Updated Apr 21, 2023 - Energy & Environment

Biden signs order expanding environmental justice push

President Biden signs an executive order on environmental justice.

President Joe Biden signs an executive order in the Rose Garden of the White House on April 21. Photo: Drew Angerer/Getty Images

President Biden signed an executive order Friday aimed at ensuring federal decisions consider "environmental justice," which addresses higher pollution burdens often faced by communities of color and people living in poverty.

Driving the news: The new executive order directs agencies to identify and address data and science gaps to help better understand cumulative environmental impacts.

Details: Agencies will "consider measures to address and prevent disproportionate and adverse environmental and health impacts on communities," such as the cumulative effects of pollution and climate change, according to a White House fact sheet.

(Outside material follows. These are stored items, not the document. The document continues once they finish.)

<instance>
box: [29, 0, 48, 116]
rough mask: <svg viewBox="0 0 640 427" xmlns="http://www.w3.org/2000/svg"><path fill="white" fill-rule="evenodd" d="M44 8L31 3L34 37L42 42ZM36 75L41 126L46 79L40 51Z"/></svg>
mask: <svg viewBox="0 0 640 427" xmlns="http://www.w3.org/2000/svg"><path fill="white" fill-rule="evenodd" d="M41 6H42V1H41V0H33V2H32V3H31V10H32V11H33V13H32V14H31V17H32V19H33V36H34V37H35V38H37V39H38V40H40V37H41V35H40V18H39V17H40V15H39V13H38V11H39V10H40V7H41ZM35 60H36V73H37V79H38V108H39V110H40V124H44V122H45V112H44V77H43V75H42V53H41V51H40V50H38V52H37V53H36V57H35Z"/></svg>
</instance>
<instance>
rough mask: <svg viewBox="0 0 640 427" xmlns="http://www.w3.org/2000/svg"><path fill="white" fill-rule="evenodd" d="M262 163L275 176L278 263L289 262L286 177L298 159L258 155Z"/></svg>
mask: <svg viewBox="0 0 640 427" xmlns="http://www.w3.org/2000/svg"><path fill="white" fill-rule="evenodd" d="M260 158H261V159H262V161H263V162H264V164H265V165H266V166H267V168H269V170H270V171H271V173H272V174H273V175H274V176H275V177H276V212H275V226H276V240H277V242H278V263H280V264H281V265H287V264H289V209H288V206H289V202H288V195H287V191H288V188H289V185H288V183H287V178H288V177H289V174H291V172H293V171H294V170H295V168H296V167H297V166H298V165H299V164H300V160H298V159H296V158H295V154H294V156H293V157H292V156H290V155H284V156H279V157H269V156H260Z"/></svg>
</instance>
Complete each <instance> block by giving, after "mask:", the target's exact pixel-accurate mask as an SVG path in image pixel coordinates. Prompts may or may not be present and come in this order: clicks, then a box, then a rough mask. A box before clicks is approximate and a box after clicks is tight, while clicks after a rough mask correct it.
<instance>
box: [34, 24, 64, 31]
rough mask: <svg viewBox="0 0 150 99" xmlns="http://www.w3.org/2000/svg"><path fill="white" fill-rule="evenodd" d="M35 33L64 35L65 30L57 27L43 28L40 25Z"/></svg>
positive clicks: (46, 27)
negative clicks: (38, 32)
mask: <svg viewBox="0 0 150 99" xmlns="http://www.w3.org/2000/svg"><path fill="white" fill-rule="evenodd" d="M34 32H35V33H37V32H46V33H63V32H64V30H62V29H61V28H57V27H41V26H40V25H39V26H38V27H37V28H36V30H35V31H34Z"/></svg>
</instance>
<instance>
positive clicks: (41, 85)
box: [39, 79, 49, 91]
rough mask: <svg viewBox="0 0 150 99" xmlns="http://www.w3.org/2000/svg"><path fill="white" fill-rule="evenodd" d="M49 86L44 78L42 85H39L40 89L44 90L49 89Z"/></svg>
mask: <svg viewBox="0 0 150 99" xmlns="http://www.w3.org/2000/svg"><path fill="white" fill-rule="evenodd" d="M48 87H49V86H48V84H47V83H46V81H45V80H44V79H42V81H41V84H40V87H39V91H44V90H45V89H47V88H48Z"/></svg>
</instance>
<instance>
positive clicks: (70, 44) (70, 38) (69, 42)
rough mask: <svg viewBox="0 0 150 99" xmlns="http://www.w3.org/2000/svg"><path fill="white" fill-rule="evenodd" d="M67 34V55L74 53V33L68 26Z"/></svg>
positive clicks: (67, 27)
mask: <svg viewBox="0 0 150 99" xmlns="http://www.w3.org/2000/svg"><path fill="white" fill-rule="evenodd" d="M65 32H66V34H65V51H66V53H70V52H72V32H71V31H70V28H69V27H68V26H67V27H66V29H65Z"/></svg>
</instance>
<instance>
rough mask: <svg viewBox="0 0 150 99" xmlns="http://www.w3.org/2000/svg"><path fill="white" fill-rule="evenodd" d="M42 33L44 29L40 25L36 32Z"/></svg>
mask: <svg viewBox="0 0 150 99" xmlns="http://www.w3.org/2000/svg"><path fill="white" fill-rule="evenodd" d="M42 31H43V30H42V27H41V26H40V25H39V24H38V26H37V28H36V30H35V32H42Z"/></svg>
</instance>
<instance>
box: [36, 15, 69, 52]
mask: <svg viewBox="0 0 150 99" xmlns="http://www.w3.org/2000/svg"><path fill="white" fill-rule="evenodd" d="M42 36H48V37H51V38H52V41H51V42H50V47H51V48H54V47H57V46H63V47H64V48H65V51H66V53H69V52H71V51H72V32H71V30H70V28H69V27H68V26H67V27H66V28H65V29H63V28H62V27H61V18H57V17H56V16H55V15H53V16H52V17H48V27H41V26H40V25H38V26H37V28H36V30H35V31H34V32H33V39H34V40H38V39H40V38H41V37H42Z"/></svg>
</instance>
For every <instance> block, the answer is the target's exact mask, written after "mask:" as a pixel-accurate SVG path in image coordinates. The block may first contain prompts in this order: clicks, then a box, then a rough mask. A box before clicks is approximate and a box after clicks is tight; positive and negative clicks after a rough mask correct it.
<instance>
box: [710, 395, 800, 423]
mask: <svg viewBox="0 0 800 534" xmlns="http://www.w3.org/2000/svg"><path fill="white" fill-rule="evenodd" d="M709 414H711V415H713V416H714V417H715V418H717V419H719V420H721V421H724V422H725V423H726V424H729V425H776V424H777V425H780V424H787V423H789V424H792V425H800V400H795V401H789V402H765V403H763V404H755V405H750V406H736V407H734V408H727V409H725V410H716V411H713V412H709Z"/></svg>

  • Agencies are also now required to notify nearby communities when toxic substances are released from a federal facility, and to hold public meetings to share information on health risks and precautions as needed.
  • This effort will be coordinated via a new branch within the White House Office of Science and Technology Policy, which is headed by a cabinet-level official.

Zoom in: Other pieces, per a White House summary, include:

  • Creating a new Office of Environmental Justice within the existing White House Council on Environmental Quality.
  • Calling on agencies across the government to conduct new assessments of their ongoing environmental justice efforts.

What we don't know: How, if at all, the burst of new efforts will affect specific decisions, given that the Biden administration has already sought to stitch environmental justice into the fabric of federal policymaking.

Meanwhile, beyond the order, the White House is unveiling other steps.

  • One will be publication Friday of the first environmental justice "scorecard," which will provide a "baseline for tracking the federal government's efforts through 24 agencies," a summary states.

Editor's note: This story was updated to reflect that Biden has signed the order and include additional details about it.